The interior of the Green Gables house had also been restored back to the way that it would have looked a century earlier. Since Lucy Maud Montgomery based her stories on a real place, fans of the Anne series are able to recognize specific rooms from their descriptions in the books (and of course the current decorating has also been designed to match the Anne series). I had not read any of the Anne of Green Gables books and therefore this largely went over my head. However, it was heartwarming to hear a little girl delightedly call out "That's Anne's room!" as they were passing through the upstairs bedroom, and I imagine that this is a great place to visit for fans of the series. Let's face it: Prince Edward Island isn't exactly the most famous setting for much in the way of literature or film. The Anne books are pretty much this province's one claim to fame (along with the whole "Confederation" shtick) and this island leans into the Green Gables thing pretty hard.
There are a number of other Anne-themed attractions scattered around Cavendish. The largest of these is Avonlea Village, a fake "town" of buildings designed to look like early 20th century houses in the fictitious town of Avonlea used in the Anne novels. I found Avonlea to be a little bit creepy with its complete artificiality, reminiscient of "Main Street USA" at Disney World. To be fair, Avonlea Village does contain the original schoolhouse where author Lucy Maud Montgomery taught and the 1872 Historic Long River Church, but most of the place is made up of small shops and restaurants designed to cater to visitors. This place is a bit of a tourist trap. Nearby was the post office where most of Anne of Green Gables was written, and the community church that Lucy Maud Montgomery and her husband attended. Finally, there's also the cemetery where the author is buried, complete with a huge archway sign advertising her final "resting place" that I found rather inconsiderate. Lucy Maud Montgomery was buried under a Macdonald tombstone; she achieved fame while writing under her maiden name, and her husband seems to have been a bit of a dunce. From Wikipedia: "The Reverend Macdonald was not especially intelligent nor was he interested in literature as Montgomery was." It was a pretty grave site even though I felt a bit bad for all of the other individuals buried in this cemetery.

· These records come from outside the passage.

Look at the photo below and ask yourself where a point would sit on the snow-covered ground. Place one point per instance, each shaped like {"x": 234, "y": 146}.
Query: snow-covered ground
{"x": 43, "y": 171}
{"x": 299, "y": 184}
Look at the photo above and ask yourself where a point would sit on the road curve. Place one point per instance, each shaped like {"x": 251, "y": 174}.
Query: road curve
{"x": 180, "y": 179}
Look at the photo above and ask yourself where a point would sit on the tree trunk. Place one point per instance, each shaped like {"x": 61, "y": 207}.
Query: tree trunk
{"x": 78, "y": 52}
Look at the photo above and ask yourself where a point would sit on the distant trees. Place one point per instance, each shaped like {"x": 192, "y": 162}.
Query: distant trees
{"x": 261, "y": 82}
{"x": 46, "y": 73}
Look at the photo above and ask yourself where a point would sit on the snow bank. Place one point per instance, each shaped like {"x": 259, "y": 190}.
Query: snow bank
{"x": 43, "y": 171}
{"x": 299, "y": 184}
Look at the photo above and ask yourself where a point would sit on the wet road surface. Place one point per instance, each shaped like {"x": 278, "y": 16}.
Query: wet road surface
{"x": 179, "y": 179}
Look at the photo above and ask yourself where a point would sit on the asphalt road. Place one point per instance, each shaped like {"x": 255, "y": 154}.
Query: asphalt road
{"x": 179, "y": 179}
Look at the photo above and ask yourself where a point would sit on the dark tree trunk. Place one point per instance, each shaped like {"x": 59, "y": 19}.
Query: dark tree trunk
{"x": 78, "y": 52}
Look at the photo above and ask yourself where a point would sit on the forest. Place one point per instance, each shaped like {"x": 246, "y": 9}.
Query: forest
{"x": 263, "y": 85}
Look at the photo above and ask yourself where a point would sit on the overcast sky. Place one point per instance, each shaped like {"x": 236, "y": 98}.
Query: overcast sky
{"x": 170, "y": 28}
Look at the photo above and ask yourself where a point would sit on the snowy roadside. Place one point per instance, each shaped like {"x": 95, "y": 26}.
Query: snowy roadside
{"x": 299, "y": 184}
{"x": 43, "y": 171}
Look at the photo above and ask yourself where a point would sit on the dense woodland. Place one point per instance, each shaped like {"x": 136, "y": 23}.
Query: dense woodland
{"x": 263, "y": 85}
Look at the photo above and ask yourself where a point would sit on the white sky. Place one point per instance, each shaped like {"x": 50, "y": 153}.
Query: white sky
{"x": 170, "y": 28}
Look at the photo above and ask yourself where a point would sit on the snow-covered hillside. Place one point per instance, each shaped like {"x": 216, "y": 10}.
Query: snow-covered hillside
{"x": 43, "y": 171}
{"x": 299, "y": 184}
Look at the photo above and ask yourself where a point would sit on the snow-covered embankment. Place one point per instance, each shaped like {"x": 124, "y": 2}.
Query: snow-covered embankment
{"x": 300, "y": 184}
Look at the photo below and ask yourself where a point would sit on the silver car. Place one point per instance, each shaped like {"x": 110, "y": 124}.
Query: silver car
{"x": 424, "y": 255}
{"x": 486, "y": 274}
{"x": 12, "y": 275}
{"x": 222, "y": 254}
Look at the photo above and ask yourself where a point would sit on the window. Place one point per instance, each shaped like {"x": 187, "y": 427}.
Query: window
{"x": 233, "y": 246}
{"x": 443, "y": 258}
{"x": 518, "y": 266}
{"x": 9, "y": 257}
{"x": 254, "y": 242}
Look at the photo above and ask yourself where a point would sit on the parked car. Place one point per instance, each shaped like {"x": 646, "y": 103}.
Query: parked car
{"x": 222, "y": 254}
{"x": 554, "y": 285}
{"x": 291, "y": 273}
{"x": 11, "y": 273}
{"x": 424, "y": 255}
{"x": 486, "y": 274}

Cavendish was the last location that I visited on Prince Edward Island. I was beginning the long journey back home, and the first step in that process involved getting off of the island. Whereas I had taken a ferry on the initial trip across the Northumberland Strait, I decided to drive back in the other direction by taking the highway across Confederation Bridge (yes, something else bearing the name "confederation"). This bridge was completed in 1997 and stretches for 8 miles / 13 kilometers across the Abegweit Passage, the narrowest part of the channel of water separating Prince Edward Island from the mainland. There was significant debate over whether or not to construct the bridge back in the early 1990s, with the vote to build it eventually winning out by a substantial 60-40 vote. There was a temporary surge in tourism when Confederation Bridge was first completed, only for the number of visitors afterwards to fall back to roughly the same level as before. The bridge itself is a marvel of engineering technology, with 43 total segments in all standing roughly 130 feet / 40 meters above the water. I also managed to capture the distinctly Canadian image of a sign promoting the Terry Fox Run coming up a few weeks later, which must cross the bridge in this local area.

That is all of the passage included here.